Мы можем представить тут все типы ответов, например: «Нет, нет! Мне страшно!»
«Мне страшно. Жаль в этом признаваться».
«Мне все еще слегка страшно, но уже не так, как раньше». «В глубине души мне еще страшно, хотя я стыжусь признаваться в этом себе».
«Я извожу себя разными страхами».
«Сейчас, когда надлежит быть бесстрашным, мне страшно». Каждому из этих предложений соответствует особый тон голоса и различный контекст.
Возможно вообразить людей, которые как бы мыслили конкретнее, чем мы, и употребляли разные слова там, где мы употребляем всего одно.
Мы спрашиваем: «Что на самом деле значит “Я напуган”, к чему я обращаюсь, когда произношу это?» И конечно, мы не находим ответа или даем тот, который здесь не годится. Вопрос таков: «В каком контексте это случается?»
Я не могу найти ответ, если пытаюсь решить вопрос: «К чему я обращаюсь?», «О чем я думаю, когда говорю это?», повторяя выражения страха и в то же время наблюдая за собой, как бы наблюдая за своей душой уголком глаза. В конкретном случае я и вправду могу спросить: «Почему я сказал это, что я подразумевал?» – и мог бы ответить на вопрос; но не на основании наблюдения, сопровождавшего речь. И мой ответ был бы дополнением, парафразом предыдущего высказывания.

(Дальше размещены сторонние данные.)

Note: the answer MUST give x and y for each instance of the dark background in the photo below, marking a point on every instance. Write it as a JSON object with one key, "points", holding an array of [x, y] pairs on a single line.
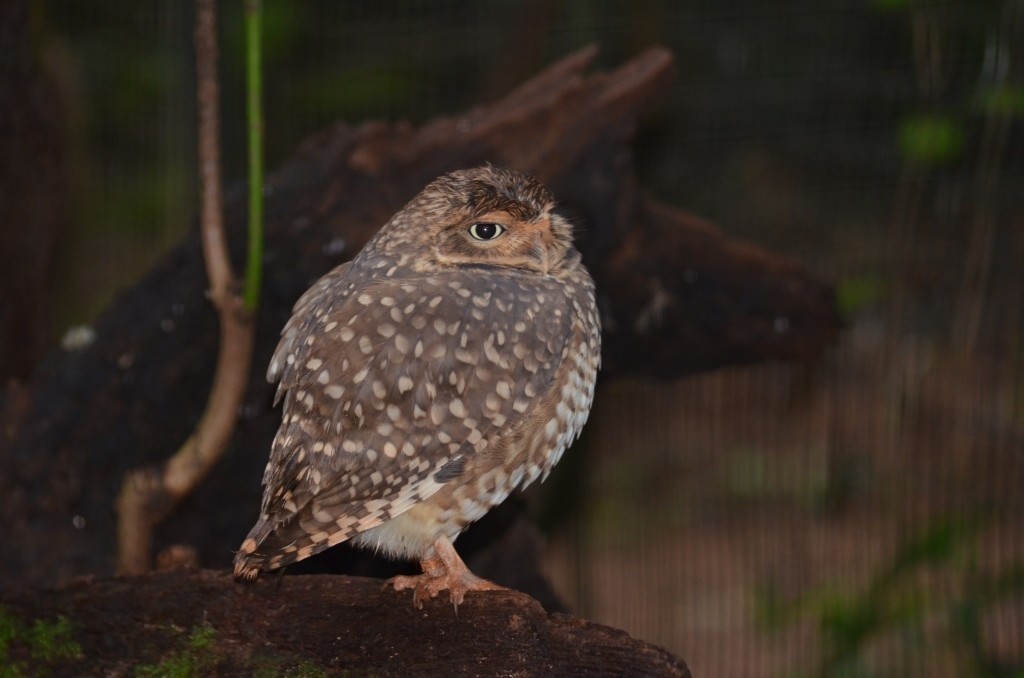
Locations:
{"points": [[859, 515]]}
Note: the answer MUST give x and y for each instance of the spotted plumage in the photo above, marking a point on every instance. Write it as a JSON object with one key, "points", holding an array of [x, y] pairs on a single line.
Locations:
{"points": [[451, 362]]}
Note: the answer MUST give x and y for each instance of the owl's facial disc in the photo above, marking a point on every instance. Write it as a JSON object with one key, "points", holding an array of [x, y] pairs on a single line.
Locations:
{"points": [[501, 239]]}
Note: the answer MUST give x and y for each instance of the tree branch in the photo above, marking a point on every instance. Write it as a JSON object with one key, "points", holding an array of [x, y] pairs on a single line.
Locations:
{"points": [[148, 495]]}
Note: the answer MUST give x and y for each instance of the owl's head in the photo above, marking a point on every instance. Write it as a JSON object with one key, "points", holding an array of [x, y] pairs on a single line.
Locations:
{"points": [[483, 216]]}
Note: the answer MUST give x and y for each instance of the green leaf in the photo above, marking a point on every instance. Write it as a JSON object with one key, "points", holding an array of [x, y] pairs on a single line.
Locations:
{"points": [[931, 139]]}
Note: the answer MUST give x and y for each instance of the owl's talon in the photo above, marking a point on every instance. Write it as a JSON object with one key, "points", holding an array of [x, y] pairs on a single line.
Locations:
{"points": [[443, 571]]}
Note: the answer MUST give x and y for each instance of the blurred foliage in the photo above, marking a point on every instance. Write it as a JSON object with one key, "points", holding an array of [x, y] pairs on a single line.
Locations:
{"points": [[35, 649], [931, 139], [931, 594], [857, 293]]}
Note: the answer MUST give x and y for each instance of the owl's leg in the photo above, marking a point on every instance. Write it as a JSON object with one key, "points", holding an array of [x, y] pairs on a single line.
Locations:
{"points": [[442, 569]]}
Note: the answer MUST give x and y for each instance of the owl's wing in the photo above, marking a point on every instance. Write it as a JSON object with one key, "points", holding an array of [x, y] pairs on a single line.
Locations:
{"points": [[329, 290], [389, 387]]}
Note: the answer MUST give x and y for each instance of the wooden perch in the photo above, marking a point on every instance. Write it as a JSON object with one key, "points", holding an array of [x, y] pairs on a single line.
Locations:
{"points": [[677, 296], [329, 625]]}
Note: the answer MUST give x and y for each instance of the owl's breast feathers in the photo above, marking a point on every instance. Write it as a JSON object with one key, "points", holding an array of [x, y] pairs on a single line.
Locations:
{"points": [[395, 387]]}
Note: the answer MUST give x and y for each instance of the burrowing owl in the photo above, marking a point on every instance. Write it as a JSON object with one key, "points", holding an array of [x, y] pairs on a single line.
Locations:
{"points": [[451, 362]]}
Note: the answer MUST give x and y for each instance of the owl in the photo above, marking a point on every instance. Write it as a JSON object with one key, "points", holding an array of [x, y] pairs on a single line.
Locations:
{"points": [[451, 362]]}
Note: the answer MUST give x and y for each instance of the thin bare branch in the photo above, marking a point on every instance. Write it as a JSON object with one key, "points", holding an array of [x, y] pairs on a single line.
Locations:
{"points": [[147, 496]]}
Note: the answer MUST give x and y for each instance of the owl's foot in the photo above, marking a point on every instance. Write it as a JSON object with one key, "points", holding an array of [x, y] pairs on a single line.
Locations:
{"points": [[443, 569]]}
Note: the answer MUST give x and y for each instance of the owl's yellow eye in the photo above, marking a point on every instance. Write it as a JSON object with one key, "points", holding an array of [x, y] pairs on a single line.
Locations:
{"points": [[485, 230]]}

Что такое страх? Что значит «бояться»? Если я хочу определить лишь посредством показа, значит, я играю в страх.
Можно ли представить так и надежду? Едва ли. А что насчет веры?
Описывая мое душевное состояние (страх, скажите), я делаю это в особом контексте. (Так же особый контекст нужен, чтобы превратить определенное действие в эксперимент.)
Так удивительно ли, что я употребляю одно и то же выражение в разных играх? И иногда как бы между играми?
И всегда ли я говорю с совершенно определенной целью? – И если нет, бессмысленно ли то, что я говорю? Когда говорят в речи на похоронах: «Мы скорбим о нашем…», это, безусловно, должно выражать скорбь, а не сообщить нечто собравшимся. Но в молитве над могилой эти слова будут отчасти употребляться, и чтобы нечто сообщить.
Но вот проблема: крик, который нельзя назвать описанием, который примитивнее любого описания, как бы служит описанием душевной жизни.
Крик не есть описание. Но имеются переходы. И слова «Мне страшно» могут быть то дальше, то ближе к крику. Они могут приблизиться вплотную и отдалиться совсем.
Мы, конечно, не всегда говорим, что кто-то жалуется, когда сообщает, что ему больно. Значит, слова «Мне больно» могут быть и жалобой, и чем-то еще.